Operator | Name | Category | Example |
---|---|---|---|

<< | Left Shift Operator | Binary | x = y << 2; |

>> | Right Shift Operator | Binary | x = y >> 2; |

<<= | Left Shift Assignment | Binary | x <<= 2; |

>>= | Right Shift Assignment | Binary | x >>= 2; |

Figure 6 – Bitwise Shift Operators

The Left Shift Operator (<<) shifts the bits of the left operand to the left by n positions specified by the right operand. Consider the following example.

```
int result = 10 << 2;
Console.WriteLine(result);
```

40

The previous statement indicates that we shift the bits of the decimal value 10, by two positions. Let’s demonstrate the effect by showing their binary representations.

```
10: 00000000000000000000000000001010
------------------------------------
40: 00000000000000000000000000101000
```

You can see that every digits were moved by 2 positions. Digits to the left will be discarded and the empty slots to the right where the original bits once reside will be replaced by 0’s. For example, since we shifted 2 positions to the left, the last 2 digits to the left will be dropped, and two 0’s will be added to the right.
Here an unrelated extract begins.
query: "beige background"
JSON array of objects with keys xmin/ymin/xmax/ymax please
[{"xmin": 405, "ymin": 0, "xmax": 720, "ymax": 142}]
Shifting bits to the left has an effect of multiplying the value by 2 multiple times depending on the value of the right operand. For example, the value 10 when shifted to the left by 2 positions multiplies 10 by 2 two times. 10 << 3 will multiply 10 by 2 three times and 10 << 4 will multiply 10 by 2 four times and so on. The number of times a value will be multiplied by 2 depends on the value of the right operand.

The Right Shift Operator (>>) is similar to the left shift operator but it shifts the bits to the right instead of left. The following is an example of using this operator.

```
int result = 100 >> 4;
Console.WriteLine(result);
```

6

Using the right shift operator, the bits of value 100 was shifted to the right by 4 positions. Let’s look at their binary equivalents.

```
100: 00000000000000000000000001100100
------------------------------------
6: 00000000000000000000000000000110
```

Every bit is moved by 4 positions to the right, so the first 4 bits in the right where dropped and 0’s where added to the right to fill the gap.

Shifting bits to the right has an effect of dividing the value by 2 multiple times depending on the value of the right operand. For example, the value 100 when shifted to the right by 4 positions divides 10 by 2 four times. 100 >> 2 will divide 100 by 2 two times and 100 >> 3will divide 100 by 2 three times and so on. The number of times a value will be divided by 2 depends on the value of the right operand.

The shofthand assignment versions of bitwise operators are also available.

```
result1 <<= 2;
result2 >>= 4;
```

They both act the same as the other assignment operators we have seen. Bitwise shift operators are rarely used but it is better to know that these operators exist.